On a visit to the Music Library this week I was again shocked to find that it was going to be closed on Mondays and Tuesdays. Once again, I wondered what on earth the staff released by this drastic measure would be doing with their time between now and 2013. It may be that they will be employed in such means as a local Transport Executive or some such body.
An email to Mr Brian Gambles elicited a classic piece of management jargon and a copy of a report to the Cabinet Member for Leisure Sport and Culture dated 2 November 2011 written by Linda Butler and entitled ‘CENTRAL LIBRARY TRANSITION – PREPARATION FOR THE LIBRARY OF BIRMINGHAM’.
In his email Mr Gambles confirms that staff numbers are down on last year but contends that the new library will require 15 percent fewer staff to provide the same level of service. He then insists that this does not mean that there will be 15 percent fewer staff. This gain in efficiency is set against the new library being 20 percent bigger than the Central Library while offering more services. Gambles will no doubt argue that automated self-service facilities need fewer front-line staff thereby releasing funds for specialist staff to manage archives or operate sophisticated digital technology.
The cabinet report called for a ‘temporary’ reduction in the opening hours for the current library – from 63 hours to 48 hours (9am-8pm to 10am-6pm Monday to Friday and 9am-5pm on Saturdays) from 1st December 2011, and ‘further restrictions’ on access to parts of the library during the week. The report admits that the opening hours for the Library of Birmingham have yet to be confirmed but are planned to return to the ‘current’ 63 hours per week.
The report also notes that after ‘consultation’ (complaints from library users?) the plan to close floors 4, 5 and 6 completely was amended to a partial closure on Mondays and Tuesdays only. So, it seems, the scale of closure was not necessary perhaps because other parts of the library are to be closed instead.
Now Brian Gambles and a few senior staff will have been working on high-level plans for the move for several years now, but what can be done by other staff two years before moving day? The answer provided in the Cabinet Report is another piece of gobbledegook. It states:
‘Moving to the new Library of Birmingham is not a simple case of service relocation. It involves a transformation process covering fundamental aspects of service and working culture.

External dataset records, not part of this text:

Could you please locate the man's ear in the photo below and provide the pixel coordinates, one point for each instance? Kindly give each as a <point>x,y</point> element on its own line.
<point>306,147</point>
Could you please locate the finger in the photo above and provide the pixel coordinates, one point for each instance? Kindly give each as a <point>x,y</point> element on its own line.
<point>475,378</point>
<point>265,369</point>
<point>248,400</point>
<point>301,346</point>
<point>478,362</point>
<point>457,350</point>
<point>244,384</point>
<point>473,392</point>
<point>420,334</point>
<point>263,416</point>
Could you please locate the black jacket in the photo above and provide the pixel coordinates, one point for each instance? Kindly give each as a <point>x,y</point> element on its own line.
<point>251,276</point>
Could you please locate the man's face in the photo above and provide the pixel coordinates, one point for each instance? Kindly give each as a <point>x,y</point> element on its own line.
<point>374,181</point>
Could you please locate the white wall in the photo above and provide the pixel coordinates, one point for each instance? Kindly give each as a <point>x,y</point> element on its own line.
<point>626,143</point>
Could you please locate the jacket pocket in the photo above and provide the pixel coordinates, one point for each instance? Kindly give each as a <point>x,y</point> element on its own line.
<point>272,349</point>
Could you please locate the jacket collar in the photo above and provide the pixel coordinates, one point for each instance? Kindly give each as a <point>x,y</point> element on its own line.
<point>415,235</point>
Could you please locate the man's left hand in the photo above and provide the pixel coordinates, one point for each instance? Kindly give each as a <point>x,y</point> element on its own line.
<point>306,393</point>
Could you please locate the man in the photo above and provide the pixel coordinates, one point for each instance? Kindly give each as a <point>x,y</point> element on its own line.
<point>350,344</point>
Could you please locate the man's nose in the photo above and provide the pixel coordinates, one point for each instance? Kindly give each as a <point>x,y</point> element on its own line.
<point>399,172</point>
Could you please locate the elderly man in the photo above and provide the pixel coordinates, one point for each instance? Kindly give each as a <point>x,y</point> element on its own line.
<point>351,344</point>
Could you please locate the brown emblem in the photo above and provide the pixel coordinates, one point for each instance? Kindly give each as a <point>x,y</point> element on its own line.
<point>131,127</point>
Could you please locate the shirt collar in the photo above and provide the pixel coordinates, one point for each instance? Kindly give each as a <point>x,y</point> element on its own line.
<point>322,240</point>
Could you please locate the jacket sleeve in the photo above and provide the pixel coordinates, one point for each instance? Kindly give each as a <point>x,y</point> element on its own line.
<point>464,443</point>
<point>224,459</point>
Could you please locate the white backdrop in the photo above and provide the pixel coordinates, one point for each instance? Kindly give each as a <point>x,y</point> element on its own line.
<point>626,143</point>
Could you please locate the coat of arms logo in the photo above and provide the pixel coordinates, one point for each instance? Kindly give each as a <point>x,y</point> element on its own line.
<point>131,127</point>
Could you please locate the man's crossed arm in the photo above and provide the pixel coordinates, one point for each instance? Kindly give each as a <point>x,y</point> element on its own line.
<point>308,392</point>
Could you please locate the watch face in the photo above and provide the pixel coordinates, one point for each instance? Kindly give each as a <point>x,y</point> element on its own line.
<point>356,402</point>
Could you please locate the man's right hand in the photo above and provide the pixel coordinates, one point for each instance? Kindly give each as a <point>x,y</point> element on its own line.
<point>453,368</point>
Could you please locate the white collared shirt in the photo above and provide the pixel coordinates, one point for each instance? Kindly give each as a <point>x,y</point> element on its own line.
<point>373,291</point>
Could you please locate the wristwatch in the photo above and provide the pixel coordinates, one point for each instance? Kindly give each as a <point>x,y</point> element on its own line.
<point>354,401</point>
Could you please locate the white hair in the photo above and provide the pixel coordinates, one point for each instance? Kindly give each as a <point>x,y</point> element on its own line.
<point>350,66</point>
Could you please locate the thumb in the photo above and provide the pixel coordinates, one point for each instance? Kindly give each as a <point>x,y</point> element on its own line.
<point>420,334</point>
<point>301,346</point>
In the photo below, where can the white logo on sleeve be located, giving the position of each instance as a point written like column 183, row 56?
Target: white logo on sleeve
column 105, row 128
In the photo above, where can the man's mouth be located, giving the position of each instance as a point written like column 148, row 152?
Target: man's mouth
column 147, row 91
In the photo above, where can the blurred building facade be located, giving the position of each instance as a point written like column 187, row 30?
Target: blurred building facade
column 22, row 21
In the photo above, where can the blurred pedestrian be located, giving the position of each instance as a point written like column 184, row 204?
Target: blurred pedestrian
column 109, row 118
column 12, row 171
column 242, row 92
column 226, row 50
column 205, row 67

This includes a move away from the current separate Service Area model to one where the whole organisation operates as a single unified service as described in the Future Operating Model. This requires a considerable amount of staff involvement in the planning, design, implementation and testing of re-engineered processes and new service delivery methods.’

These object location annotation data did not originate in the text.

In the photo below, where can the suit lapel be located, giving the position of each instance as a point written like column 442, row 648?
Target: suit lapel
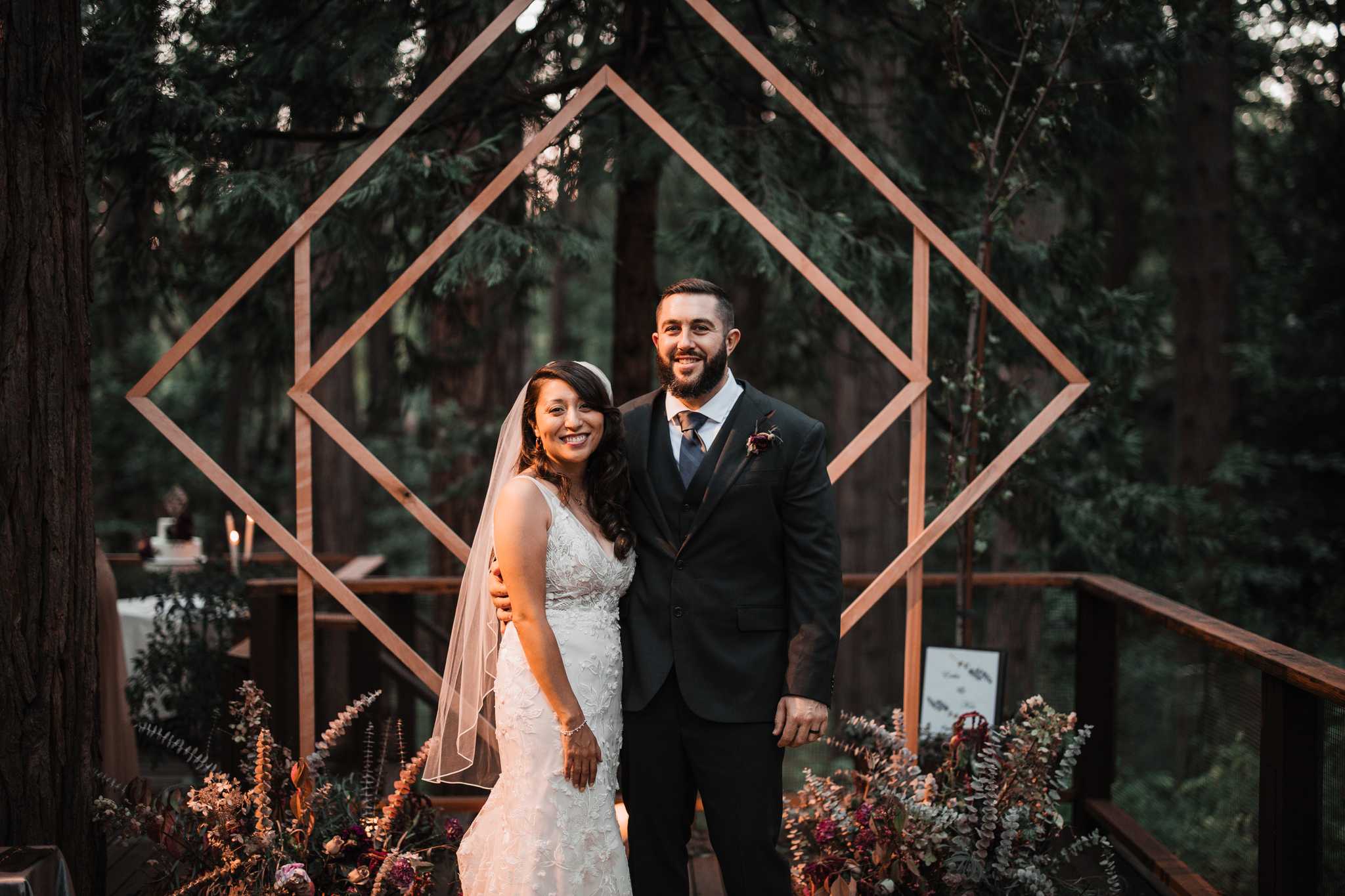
column 639, row 438
column 732, row 454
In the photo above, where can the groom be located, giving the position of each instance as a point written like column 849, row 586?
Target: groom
column 730, row 630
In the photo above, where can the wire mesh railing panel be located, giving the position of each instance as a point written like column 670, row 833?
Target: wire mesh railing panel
column 1333, row 796
column 1188, row 763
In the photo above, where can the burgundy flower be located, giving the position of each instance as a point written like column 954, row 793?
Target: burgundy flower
column 357, row 834
column 401, row 875
column 763, row 440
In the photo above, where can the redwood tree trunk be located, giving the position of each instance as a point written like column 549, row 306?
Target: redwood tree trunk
column 1202, row 218
column 47, row 602
column 635, row 286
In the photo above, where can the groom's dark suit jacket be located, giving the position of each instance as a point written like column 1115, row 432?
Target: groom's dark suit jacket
column 739, row 575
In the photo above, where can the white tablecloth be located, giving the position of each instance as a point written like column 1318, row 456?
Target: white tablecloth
column 47, row 876
column 137, row 621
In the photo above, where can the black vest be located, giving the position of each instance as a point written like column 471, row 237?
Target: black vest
column 680, row 504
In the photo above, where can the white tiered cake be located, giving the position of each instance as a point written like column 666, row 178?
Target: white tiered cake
column 174, row 554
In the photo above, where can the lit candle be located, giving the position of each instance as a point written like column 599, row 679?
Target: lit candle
column 233, row 540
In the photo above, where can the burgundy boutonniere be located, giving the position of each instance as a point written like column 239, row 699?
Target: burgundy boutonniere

Whatever this means, it can’t take much staff time. The statement that ‘The proposed restrictions on access to Information Services, the Music Library and Archives Searchroom will release staff time in areas of the greatest pressure on preparation of stock’ is a more convincing explanation. Mr Gambles is clearly taking the opportunity to deploy front-line staff to work on the archives. We know that there are large quantities of material that have never been looked at or catalogued because there were never enough staff to do it, or staff were not sufficiently qualified or could not be taken off the front desk. When I was writing the book on John Madin I asked the Library if I could look at the 600 boxes of papers in the Madin archive that were stored in the basement. I was told this was not possible as they hadn’t yet been examined by the library and there was no prospect of this happening without a grant from the National Lottery to employ an archivist for three years.
The lack of suitable space in the Central Library to house all the archives was often used to justify the building of a new library in which two whole floors – now being clad in gold – are environmentally-controlled. Mr Gambles therefore has no need to cull the existing archives, if that is what he is doing. He would only have to resort to that if he had to ‘make do’ with the existing library.
Mr Gambles could have kept staff on the front line by moving the archives to the new library as they are – unexamined and un-catalogued. Otherwise he should explain in plain English what work his front line staff will be doing behind the scenes between now and 2013 to justify their removal from the front line.
And finally, staff can’t claim that they have to spend time and money looking after the building to leave it fit for the next occupier. They have been running the building down for the last ten years in readiness for its demise.